为了在具有改进性质的新化疗药物的发现方面取得进展,并考虑到取代的 3-羟基-3-吡咯啉-2-酮属于一类具有生物活性的化合物这一事实,我们合成了一系列新型的 1,5-二芳基-4-(2-噻吩羰基)-3-羟基-3-吡咯啉-2-酮,并通过光谱(UV-Vis、IR、NMR、ESI-MS)、X 射线和元素分析对其进行了表征。所有化合物均对人癌细胞系 HeLa 和 MDA-MB 231 以及正常成纤维细胞(MRC-5)进行了细胞毒性测试。四种化合物,3-羟基-1-(对甲苯基)-4-(2-噻吩羰基)-5-(4-氯苯基)-2,5-二氢-1H-吡咯-2-酮(D10)、3-羟基-1-(3-硝基苯基)-4-(2-噻吩羰基)-5-(4-(苯甲氧基)苯基)-2,5-二氢-1H-吡咯-2-酮(D13)、3-羟基-1-(4-硝基苯基)-4-(2-噻吩羰基)-5-(4-(苯甲氧基)苯基)-2,5-二氢-1H-吡咯-2-酮(D14)和 3-羟基-1-(4-氯苯基)-4-(2-噻吩羰基)-5-(4-(苯甲氧基)苯基)-2,5-二氢-1H-吡咯-2-酮(D15)对恶性细胞表现出最高的细胞毒性和对正常细胞的最佳选择性,因此被选为进一步实验的对象。
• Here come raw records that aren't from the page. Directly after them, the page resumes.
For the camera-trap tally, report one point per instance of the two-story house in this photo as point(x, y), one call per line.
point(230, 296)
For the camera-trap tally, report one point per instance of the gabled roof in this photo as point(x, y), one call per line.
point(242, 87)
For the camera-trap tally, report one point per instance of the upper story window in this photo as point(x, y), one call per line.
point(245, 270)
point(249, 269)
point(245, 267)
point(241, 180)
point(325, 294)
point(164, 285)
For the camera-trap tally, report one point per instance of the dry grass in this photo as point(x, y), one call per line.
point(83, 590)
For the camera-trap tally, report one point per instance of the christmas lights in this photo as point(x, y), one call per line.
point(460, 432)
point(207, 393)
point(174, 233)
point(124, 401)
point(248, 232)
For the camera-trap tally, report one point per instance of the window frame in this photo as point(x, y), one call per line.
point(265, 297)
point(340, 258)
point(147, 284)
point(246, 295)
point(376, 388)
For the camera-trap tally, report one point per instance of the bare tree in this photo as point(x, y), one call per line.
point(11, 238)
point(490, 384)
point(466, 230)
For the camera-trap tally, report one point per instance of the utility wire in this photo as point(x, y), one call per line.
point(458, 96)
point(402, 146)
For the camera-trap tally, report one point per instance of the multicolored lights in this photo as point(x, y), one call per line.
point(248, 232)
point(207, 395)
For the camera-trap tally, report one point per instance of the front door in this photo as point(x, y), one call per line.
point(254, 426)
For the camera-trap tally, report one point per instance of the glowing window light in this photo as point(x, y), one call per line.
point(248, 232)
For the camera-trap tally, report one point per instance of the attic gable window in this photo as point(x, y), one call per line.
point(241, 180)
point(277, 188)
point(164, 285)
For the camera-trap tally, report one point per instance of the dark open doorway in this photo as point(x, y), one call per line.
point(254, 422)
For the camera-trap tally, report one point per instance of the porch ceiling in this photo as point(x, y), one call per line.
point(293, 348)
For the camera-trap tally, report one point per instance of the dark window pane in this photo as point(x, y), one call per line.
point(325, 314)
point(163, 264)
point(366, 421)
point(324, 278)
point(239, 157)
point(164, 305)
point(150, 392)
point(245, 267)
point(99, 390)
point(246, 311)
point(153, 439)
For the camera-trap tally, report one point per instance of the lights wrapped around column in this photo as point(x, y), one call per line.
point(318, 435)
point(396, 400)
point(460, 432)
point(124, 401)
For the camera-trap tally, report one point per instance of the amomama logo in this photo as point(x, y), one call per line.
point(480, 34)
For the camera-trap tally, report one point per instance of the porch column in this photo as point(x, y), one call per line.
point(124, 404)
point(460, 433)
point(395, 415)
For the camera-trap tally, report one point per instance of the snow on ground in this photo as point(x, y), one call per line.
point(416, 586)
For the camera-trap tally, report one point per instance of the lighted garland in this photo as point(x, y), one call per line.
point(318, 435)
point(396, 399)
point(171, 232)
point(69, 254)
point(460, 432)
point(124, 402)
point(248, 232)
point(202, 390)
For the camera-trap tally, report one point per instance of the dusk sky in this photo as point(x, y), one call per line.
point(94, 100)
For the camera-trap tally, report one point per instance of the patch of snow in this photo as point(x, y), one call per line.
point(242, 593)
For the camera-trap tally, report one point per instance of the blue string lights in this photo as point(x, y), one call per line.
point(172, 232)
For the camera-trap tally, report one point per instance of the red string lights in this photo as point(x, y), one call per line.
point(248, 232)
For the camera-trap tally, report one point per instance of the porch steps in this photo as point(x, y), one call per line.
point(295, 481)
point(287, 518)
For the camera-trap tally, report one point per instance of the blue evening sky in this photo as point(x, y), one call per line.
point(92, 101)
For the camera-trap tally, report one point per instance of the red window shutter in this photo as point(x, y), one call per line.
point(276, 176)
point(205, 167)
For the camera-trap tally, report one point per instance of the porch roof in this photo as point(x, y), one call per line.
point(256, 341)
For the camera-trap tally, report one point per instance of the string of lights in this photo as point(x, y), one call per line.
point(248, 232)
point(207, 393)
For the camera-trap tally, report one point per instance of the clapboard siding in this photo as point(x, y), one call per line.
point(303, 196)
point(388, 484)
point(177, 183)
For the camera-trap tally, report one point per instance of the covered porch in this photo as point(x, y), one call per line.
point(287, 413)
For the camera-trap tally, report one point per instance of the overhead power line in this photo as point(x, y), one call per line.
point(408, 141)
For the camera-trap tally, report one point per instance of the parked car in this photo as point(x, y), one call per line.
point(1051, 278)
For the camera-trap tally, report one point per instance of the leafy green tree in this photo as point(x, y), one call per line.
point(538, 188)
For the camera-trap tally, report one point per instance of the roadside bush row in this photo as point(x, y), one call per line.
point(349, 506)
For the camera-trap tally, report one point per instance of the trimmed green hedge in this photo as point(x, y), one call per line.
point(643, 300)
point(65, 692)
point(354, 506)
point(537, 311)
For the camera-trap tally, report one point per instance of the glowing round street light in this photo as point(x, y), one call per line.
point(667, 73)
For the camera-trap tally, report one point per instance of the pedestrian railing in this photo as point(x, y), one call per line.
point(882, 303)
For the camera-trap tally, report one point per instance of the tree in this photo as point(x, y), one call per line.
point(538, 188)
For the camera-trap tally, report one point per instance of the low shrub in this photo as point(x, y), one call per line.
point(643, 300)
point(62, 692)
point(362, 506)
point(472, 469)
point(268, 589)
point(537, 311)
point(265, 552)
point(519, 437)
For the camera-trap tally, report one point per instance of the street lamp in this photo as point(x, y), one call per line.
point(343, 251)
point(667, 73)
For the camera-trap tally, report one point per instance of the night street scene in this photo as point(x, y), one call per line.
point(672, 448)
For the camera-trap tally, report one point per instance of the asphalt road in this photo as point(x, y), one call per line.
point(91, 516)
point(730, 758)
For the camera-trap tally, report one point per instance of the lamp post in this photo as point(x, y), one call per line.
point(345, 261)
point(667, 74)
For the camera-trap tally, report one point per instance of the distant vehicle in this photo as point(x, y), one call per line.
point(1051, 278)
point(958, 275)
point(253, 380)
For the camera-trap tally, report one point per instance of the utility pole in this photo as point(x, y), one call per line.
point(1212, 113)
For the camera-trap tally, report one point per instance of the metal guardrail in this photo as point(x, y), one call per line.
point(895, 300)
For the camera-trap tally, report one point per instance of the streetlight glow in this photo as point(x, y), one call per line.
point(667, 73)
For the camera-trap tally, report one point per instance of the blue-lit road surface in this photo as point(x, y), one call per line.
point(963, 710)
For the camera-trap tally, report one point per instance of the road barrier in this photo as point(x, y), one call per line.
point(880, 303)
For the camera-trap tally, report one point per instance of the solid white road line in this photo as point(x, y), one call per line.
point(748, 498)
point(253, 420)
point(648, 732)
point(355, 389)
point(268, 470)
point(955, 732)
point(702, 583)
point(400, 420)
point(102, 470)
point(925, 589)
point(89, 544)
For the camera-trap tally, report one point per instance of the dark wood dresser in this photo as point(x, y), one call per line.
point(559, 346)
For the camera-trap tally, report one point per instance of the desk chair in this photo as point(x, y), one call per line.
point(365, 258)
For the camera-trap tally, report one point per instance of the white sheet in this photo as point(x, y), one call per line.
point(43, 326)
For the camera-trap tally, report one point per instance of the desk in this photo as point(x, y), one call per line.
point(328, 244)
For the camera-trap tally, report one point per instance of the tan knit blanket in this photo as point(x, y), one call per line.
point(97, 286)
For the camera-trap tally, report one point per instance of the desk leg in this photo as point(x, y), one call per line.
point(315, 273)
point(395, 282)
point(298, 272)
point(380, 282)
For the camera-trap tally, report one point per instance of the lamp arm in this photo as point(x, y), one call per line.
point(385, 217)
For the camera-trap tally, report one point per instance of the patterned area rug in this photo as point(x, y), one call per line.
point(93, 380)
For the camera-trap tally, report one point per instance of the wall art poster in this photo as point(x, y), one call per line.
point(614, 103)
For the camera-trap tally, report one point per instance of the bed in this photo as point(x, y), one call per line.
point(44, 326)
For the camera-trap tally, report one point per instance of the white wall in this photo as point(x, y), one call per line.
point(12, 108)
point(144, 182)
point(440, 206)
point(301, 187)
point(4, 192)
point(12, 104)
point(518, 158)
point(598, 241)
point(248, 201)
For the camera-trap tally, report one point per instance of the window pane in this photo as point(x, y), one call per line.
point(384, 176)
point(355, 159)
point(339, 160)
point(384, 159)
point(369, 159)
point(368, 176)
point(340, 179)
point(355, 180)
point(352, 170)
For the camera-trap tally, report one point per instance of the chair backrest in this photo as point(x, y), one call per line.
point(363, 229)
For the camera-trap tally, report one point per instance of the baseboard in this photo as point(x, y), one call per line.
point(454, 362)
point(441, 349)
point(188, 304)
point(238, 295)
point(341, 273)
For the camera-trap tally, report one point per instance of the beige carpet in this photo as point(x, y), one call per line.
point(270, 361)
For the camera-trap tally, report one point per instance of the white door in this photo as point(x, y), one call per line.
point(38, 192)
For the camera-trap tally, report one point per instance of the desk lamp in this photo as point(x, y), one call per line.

通过研究细胞毒性作用的机制得出的结果表明,所选的 3-羟基-3-吡咯啉-2-酮衍生物在 HeLa 细胞中诱导的凋亡与 S 期阻滞(D13、D15 和 D10)有关,或与细胞周期分布无关(D14)。此外,为了更好地了解它们作为抗癌药物的适用性,我们研究了生物大分子(DNA 或 BSA)与 D13 和 D15 之间的相互作用。结果表明,D13 和 D15 通过嵌入从 EB-DNA 复合物中置换 EB 的能力非常强[K 值分别为(3.7±0.1)和(3.4±0.1)×10M],这一嵌入模式也通过粘度测量得到了证实。通过 D13 和 D15 对 BSA 的荧光滴定获得的 K 值[K 值分别为(4.2±0.2)和(2.6±0.2)×10M]表明,大量测试化合物可以通过细胞运输和分布。此外,通过 D13、D14 和 D15 的 DNA 和 BSA 分子对接研究,确定并预测了它们的结合模式和相互作用区域。